# Reduce T-Network Feedback Resistance

Discussion in 'Homework Help' started by SilverKing, Jun 1, 2016.

1. ### SilverKing Thread Starter Member

Feb 2, 2014
72
0
Hi everyone,

I was asked to reduce the feedback resistance of the following T-Network:

My first though was to use Thevenin, and actually I've found some book used that method:

2. ### Jony130 AAC Fanatic!

Feb 17, 2009
3,993
1,116
But where is your question ?

3. ### SilverKing Thread Starter Member

Feb 2, 2014
72
0
Sorry about that. ^^" My question is whether this approach OK or not. And if the feedback resistance can be reduced more.

4. ### Jony130 AAC Fanatic!

Feb 17, 2009
3,993
1,116
Why do you think that this approach is wrong ?
Also you can convert the T-pad network to a PI-pad network using the Y-Δ transformation:
https://en.wikipedia.org/wiki/Y-Δ_transform
Or we can use some other network/circuit analysis techniques (KVL, KVL, Ohm's law etc.).
EDIT
For example I1 = Vin/R1 and Vx = - I1*R2 (Vx is a voltage across R4 resistor, the middle node).
I4 = Vx/R4 and I3 = (Vx - Vout)/R3. And from there we can solve for Vout/Vin

Last edited: Jun 1, 2016
5. ### crutschow Expert

Mar 14, 2008
13,501
3,375
You can make the resistance as low as you want.
There is no lower limit except for what the op amp output can drive.

6. ### MrAl Distinguished Member

Jun 17, 2014
2,561
516
Hello there,

You can check your results using actual resistor values and see if you get the right answer. For example, with R1=1k, R2=2k, R3=4k, and R4=8k, you get a gain of 7.
Also, if you end up with two resistors in series you can always lump them into one resistor.

Dont forget about Norton, which makes it simpler just like Thevenin.
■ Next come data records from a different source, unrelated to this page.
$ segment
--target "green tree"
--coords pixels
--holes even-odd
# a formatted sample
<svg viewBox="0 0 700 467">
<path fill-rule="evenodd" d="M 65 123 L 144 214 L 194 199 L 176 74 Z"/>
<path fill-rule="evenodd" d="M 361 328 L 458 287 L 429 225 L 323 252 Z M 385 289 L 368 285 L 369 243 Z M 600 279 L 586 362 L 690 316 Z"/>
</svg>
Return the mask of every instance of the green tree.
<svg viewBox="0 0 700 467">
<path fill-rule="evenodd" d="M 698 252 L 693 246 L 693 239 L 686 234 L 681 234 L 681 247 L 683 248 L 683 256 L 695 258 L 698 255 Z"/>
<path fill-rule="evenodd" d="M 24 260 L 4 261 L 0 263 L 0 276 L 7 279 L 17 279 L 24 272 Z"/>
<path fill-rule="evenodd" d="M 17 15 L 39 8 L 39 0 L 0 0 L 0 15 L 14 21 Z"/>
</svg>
Using Thevenin and Norton theorems, we can do this another way.
Turn Vout into a current source using Nortons theorem and R3, that gives you three resistors in parallel:
R2, R3, and R4,
which form a single resistor, and then use Thevenin to turn the current source and those three resistors back into a voltage source, then divide by R2 to get the current in R2, which will end up being a combination of resistors, and then equate that to 1/R5 which will be the current when there is only one resistor in the feedback circuit R5. Simply take the inverse of that equation and on the right you have "R5" and on the left you have a combination of resistors which, when the values are substituted for the variables, yields the value of the single feedback resistor.
If you are interested i'll show you the technique, which is applicable to a wide range of different circuits.
Note we dont even have to calculate the 'gain', except maybe as a means to check our final results.